Methods: Wistar rats were exposed for 46 days to normoxia or hypobaric hypoxia in a chamber mimicking 4600 mt altitude, either continuously (CH) or intermittently (2 days in hypoxia and 2 days in normoxia, CIH2x2). At day 46 the rats were euthanized and 3rd order pulmonary arteries and the heart were dissected. Heart was weighted. In pulmonary arteries we assessed: 1) NO and superoxide anion availability by using the fluorescent indicators DAF2-DA and Dihydroethidum (DHE), respectively, and confocal microscopy; 2) expression of phosphorylated endothelial NO synthase (eNOS), NADPH-oxidase (p22phox) and 3-nitrotyrosine (3-NT) by western blotting and 3) cellular alterations in adventitial cells including NADPH-oxidase and inflammatory cell location by immunohistochemistry and confocal microscopy.

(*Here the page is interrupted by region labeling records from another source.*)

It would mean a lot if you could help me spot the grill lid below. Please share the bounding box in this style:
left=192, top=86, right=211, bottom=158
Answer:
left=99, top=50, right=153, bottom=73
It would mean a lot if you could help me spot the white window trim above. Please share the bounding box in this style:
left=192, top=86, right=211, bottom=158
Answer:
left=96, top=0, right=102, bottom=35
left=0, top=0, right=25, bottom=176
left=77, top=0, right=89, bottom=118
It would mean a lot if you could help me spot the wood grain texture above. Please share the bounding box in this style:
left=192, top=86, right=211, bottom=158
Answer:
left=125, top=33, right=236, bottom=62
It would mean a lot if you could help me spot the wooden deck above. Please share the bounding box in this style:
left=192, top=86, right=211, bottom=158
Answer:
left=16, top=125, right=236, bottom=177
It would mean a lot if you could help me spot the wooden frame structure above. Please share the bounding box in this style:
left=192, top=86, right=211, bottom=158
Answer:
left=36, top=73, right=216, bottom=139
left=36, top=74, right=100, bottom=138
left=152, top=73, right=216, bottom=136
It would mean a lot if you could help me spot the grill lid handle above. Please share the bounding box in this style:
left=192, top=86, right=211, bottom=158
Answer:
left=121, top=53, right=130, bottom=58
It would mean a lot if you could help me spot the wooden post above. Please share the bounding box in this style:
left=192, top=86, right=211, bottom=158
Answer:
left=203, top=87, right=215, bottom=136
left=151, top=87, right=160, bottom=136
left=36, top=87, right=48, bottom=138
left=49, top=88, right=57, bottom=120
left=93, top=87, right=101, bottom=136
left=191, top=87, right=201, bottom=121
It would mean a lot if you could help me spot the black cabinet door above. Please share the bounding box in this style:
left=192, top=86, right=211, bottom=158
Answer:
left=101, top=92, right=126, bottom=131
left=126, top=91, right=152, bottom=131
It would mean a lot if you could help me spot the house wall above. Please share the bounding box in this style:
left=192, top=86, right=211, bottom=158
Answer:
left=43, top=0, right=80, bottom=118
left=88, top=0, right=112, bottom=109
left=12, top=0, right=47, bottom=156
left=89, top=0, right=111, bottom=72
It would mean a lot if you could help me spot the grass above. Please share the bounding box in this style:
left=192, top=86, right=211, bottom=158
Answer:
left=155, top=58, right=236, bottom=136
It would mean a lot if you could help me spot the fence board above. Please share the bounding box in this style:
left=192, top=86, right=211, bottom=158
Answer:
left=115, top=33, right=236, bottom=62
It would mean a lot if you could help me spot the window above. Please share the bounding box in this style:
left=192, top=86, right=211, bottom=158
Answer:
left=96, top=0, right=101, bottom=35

Results: Compared to rats in normoxic conditions: 1) NO availability was reduced and superoxide anion was increased in both continuous or intermittent hypoxic groups, with a larger effect in CH, 2) regarding expression eNOS was only reduced in CH; NADPH-oxidase was similarly increased in both hypoxic groups and 3-NT was increased in both groups, but to a larger extent in CH, 3) adventitia exhibited a larger cell density together with increased NADPH oxidase positive and inflammatory cells in both hypoxic groups, but to a larger extent in CH.
Conclusions: Intermittent hypoxia reduces NO availability through superoxide anion destruction, without reducing its synthesis, while continuous hypoxia affects both processes, producing a larger nitrosative damage. These alterations can be linked to the more severe cardiovascular alterations in chronic hypoxia.